Use Custom Payload Formats#

With GenAI-Perf, you can customize how input data is formatted into payloads using templates. This allows you to define how payloads are structured when sent to an inference server.

This feature is only available for Triton.

These provide less customizability than a customizable frontend, which is used when more endpoint-specific logic is necessary. Templates are used when the only change necessary is specifying a custom payload schema.

Table of Contents#

Use a Named Template (Predefined)
Use a Custom Template (Fully Customizable)

Use a Named Template #

GenAI-Perf provides common built-in templates to simplify request formatting. You can find these in NAMED_TEMPLATES in the class template_converter.

One such template is nv-embedqa, which structures requests for embedding-based models.

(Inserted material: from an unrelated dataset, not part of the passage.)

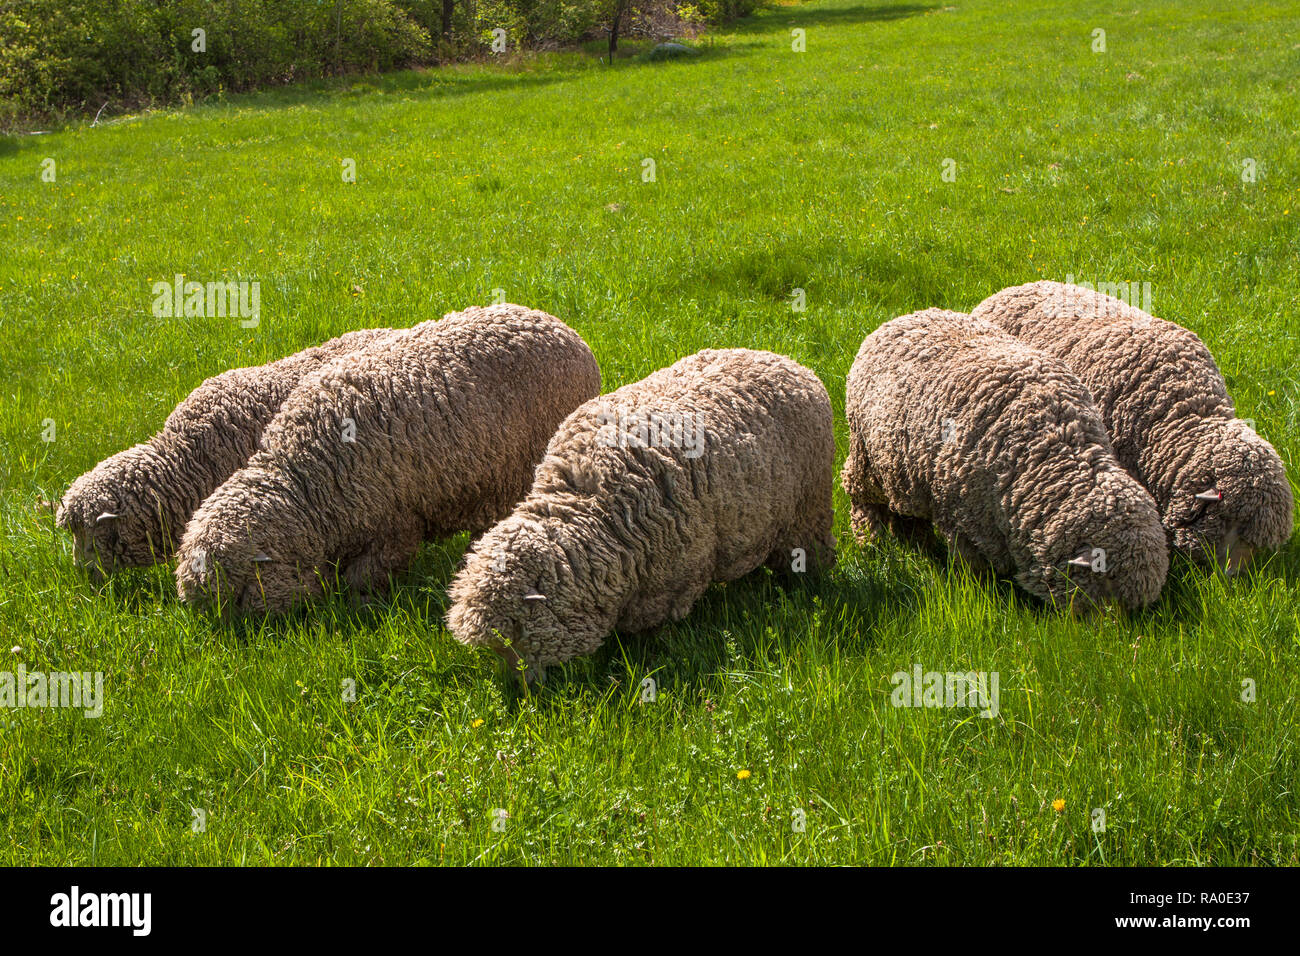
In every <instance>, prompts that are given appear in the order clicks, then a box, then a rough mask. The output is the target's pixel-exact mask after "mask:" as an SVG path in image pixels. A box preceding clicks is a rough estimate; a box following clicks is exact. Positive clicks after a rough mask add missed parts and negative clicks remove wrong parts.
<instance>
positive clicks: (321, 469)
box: [247, 306, 599, 544]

Example: Use the nv-embedqa Named Template#

Run the following command:

genai-perf profile \
  --model MY_MODEL \
  --endpoint-type template \
  --num-payloads 2 \
  --extra-inputs payload_template:nv-embedqa

Result#

GenAI-Perf will use the nv-embedqa template to format the input data.

After conversion, the inputs.json file would look similar to this:

{
    "data": [
        {"text": ["example1"]},
        {"text": ["example2"]}
    ]
}

Use a Custom Template #

Sometimes, you may have a custom payload format. Custom templates allow you to benchmark using GenAI-Perf.

Here is an example template:

    {% for item in texts %}
        {"custom_key": [{{ item|tojson }}]}{% if not loop.last %},{% endif %}
    {% endfor %}

This tells GenAI-Perf to format input texts like:

[
    {"custom_key": ["example1"]},
    {"custom_key": ["example2"]}
]

If you the above template is saved in custom_template.jinja, you can run the command:

genai-perf profile \
  --model MY_MODEL \
  --endpoint-type template \
  --num-payloads 2 \
  --extra-inputs payload_template:custom_template.jinja